From a7569b3fd77d2792d90d037c65deac552dc3b407 Mon Sep 17 00:00:00 2001
From: Michal Klos <michal.klos@kiteworks.com>
Date: Tue, 24 Mar 2026 10:41:22 +0100
Subject: [PATCH] feat: claude skill for deep dive into flaky tests fix

---
 .claude/skills/flaky/SKILL.md | 261 ++++++++++++++++++++++++++++++++++
 1 file changed, 261 insertions(+)
 create mode 100644 .claude/skills/flaky/SKILL.md

diff --git a/.claude/skills/flaky/SKILL.md b/.claude/skills/flaky/SKILL.md
new file mode 100644
index 00000000000..1433996470f
--- /dev/null
+++ b/.claude/skills/flaky/SKILL.md
@@ -0,0 +1,261 @@
+---
+description: Investigate top flaky tests from the owncloud/ocis weekly pipeline report
+argument-hint: "[workflow-run-url-or-local-json-path]"

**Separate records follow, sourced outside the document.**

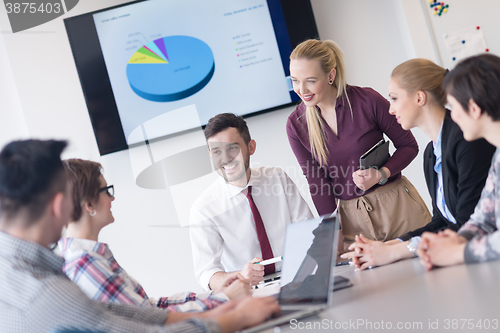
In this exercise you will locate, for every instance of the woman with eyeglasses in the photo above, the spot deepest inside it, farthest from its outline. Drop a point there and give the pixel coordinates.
(91, 265)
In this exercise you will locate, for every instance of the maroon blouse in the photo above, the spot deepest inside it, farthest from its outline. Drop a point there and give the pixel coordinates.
(356, 134)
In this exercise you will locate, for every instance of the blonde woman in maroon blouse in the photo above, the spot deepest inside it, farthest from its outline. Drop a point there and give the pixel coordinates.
(334, 125)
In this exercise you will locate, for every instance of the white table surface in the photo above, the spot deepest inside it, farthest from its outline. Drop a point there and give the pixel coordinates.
(403, 297)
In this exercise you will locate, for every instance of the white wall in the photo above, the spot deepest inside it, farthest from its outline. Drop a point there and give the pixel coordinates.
(41, 97)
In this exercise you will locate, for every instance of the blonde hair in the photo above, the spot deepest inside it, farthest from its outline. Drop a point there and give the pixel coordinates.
(330, 57)
(422, 75)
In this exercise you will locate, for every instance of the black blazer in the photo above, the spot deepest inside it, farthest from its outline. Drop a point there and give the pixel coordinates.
(465, 167)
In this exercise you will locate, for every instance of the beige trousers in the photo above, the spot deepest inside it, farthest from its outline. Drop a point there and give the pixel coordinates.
(388, 212)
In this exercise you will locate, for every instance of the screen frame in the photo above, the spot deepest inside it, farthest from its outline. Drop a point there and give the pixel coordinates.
(96, 85)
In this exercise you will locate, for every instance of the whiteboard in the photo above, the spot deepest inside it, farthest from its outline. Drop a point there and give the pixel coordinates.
(463, 14)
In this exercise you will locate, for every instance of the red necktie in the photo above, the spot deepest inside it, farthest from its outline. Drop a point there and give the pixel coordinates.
(265, 246)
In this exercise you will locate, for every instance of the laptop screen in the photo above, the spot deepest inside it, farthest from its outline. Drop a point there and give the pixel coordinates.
(308, 260)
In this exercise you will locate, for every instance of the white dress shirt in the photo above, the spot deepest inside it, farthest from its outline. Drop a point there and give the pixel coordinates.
(222, 228)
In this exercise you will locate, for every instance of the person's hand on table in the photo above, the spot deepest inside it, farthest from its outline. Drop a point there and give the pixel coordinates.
(235, 287)
(247, 313)
(252, 272)
(367, 253)
(446, 248)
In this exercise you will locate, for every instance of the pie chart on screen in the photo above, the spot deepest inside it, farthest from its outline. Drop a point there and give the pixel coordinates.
(170, 68)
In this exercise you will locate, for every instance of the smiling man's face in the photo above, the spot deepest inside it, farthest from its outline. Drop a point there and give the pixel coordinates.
(231, 156)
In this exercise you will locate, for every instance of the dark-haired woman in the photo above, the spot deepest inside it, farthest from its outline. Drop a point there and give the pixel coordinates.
(473, 92)
(91, 264)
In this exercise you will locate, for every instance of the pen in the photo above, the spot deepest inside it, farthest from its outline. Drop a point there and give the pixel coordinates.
(270, 261)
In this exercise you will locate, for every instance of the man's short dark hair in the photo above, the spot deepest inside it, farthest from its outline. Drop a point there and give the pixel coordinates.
(31, 173)
(224, 121)
(476, 78)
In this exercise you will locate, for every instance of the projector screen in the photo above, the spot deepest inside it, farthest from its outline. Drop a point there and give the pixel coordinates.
(153, 69)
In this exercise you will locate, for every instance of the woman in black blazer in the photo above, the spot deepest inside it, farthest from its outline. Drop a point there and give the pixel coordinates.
(418, 100)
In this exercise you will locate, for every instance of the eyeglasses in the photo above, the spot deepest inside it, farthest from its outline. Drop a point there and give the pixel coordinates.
(110, 190)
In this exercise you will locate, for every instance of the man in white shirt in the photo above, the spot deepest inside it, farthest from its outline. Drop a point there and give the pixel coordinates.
(226, 234)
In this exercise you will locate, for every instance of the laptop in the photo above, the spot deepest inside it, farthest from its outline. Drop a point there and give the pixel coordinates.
(306, 283)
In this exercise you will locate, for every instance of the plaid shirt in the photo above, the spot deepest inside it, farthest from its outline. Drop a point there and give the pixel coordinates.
(92, 266)
(36, 296)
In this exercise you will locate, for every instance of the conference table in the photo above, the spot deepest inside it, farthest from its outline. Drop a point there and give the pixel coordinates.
(404, 297)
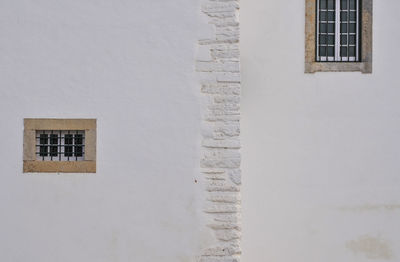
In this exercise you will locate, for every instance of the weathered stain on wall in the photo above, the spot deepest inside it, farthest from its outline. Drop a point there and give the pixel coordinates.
(218, 65)
(371, 247)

+allowed-tools: [Bash, Read, Glob, Grep, WebFetch, Agent]
+---
+
+Investigate flaky tests from the owncloud/ocis weekly pipeline CI report.
+
+The argument (if provided) is: $ARGUMENTS
+
+## Phase 1 – Fetch CI failure data
+
+The weekly pipeline report workflow (`weekly_pipeline_report.yml`) runs a Go tool that emits a
+JSON summary directly to the job log. There are no artifacts — the data is in the log.
+
+**Step 1a – resolve the run ID.**
+
+If $ARGUMENTS is a GitHub run URL (e.g. `https://github.com/owncloud/ocis/actions/runs/12345`),
+extract the numeric run ID from the URL.
+
+If $ARGUMENTS is a local file path, read it directly with the Read tool and skip to Phase 2.
+
+If $ARGUMENTS is empty, fetch the most recent completed run:
+
+```bash
+gh api "repos/owncloud/ocis/actions/workflows/weekly_pipeline_report.yml/runs?per_page=5&status=completed" \
+  --jq '.workflow_runs[0] | {id, conclusion, created_at, html_url}' 2>/dev/null
+```
+
+**Step 1b – get the "Generate Pipeline Report" job ID for that run:**
+
+```bash
+gh api "repos/owncloud/ocis/actions/runs/RUN_ID/jobs" \
+  --jq '.jobs[] | select(.name == "Generate Pipeline Report") | {id, conclusion}' 2>/dev/null
+```
+
+**Step 1c – download the job log and extract the JSON report:**
+
+The log ends with a JSON block starting at `{` after the line `Result: N failed / M total`.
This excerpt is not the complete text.